Effective destruction of Customer relationship through efficiency initiatives

Posted on the May 3rd, 2009 under CRM, Enterprise Software, Organizational Transformation by Gregory Yankelovich

we want Relationship – relatively long-term association between two or more people or social entities (?) (italic part is mine). These can be voluntary and cherished, or forced and resentful. Wikipedia does not provide generic definition for Customer Relationship outside of CRM concept, but I bet that if it had, it would not focused on involuntary and resentful associations. And yet modern organizations keep investing billions of dollars (and other monetary units) in creating such  emotions among their customers.

Doc Searls wrote about this disconnect

For evidence, look no farther than two of the most annoying developments in the history of business: 1) loyalty cards; and 2) the outsourcing of customer service to customers themselves.

Never mind the inefficiencies and outright stupidities involved in loyalty programs (for example, giving you a coupon discounting the next purchase of the thing you just bought – now for too much). Just look at the conceits involved. Every one of these programs acts as if “belonging” to a vendor is a desirable state – that customers are actually okay with being “acquired”, “locked-in” and “owned” like slaves. Meanwhile, “customer service” has been automated to a degree that is beyond moronic.

Can technology replace care without destroying “long-term” association between social entities? I would imagine in a context of involuntary association it could work just fine – automating prisons without diminishing security is a reasonably good example.

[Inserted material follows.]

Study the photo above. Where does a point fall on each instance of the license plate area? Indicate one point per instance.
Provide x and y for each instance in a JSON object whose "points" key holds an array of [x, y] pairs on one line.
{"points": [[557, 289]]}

The technology is a “channel” for delivery of ..fill in the blanks, product, service, care or any other “content”. Although some would argue that all of these are the same and is the reason of why this associations (relationships) has formed on the first place. So from this perspective the strategy of more channels with less content,  can be cheaper to construct and maintain, but ultimately leads to erosion of relationship, and as such based on very bad economics of reducing cost per transaction at the expense of Total Customer Value. 

All the chats were 99% unhelpful and in some ways were comically absurd. The real message that ran through the whole exchange was, You figure it out.

Sez one commenter on a Slashdot thread,

There’s a Linksys cable modem I know of that has a recent firmware, and by recent I mean last year or so. Linksys wont release the firmware as they expect only the cable companies to do so. The cable companies only release it to people who bought their cable modems from them directly. So there are thousands of people putting up with bugs because they bought their modem retail and have no legitimate access to the updated firmware.

What if I pulled this firmware from a cable company owned modem and wrote these people a simple installer? Would the company sing my praises then?

The real issue here is that people frequent web boards for support because the paid phone support they get is beyond worthless. Level 1 people just read scripts and level 2 or 3 people cant release firmwares because of moronic policies. No wonder people are helping themselves. These companies should be ashamed of providing service on such a low level, not happy that someone has taken up the slack for them.

It shows that Customer Care, for these organizations, really is an unavoidable evil, rather than an opportunity to build relationship and as such the cost is primary consideration. In other words they don’t want association with you, they just want your money – and this is a very expensive way to build business considering the cost of Customer Development.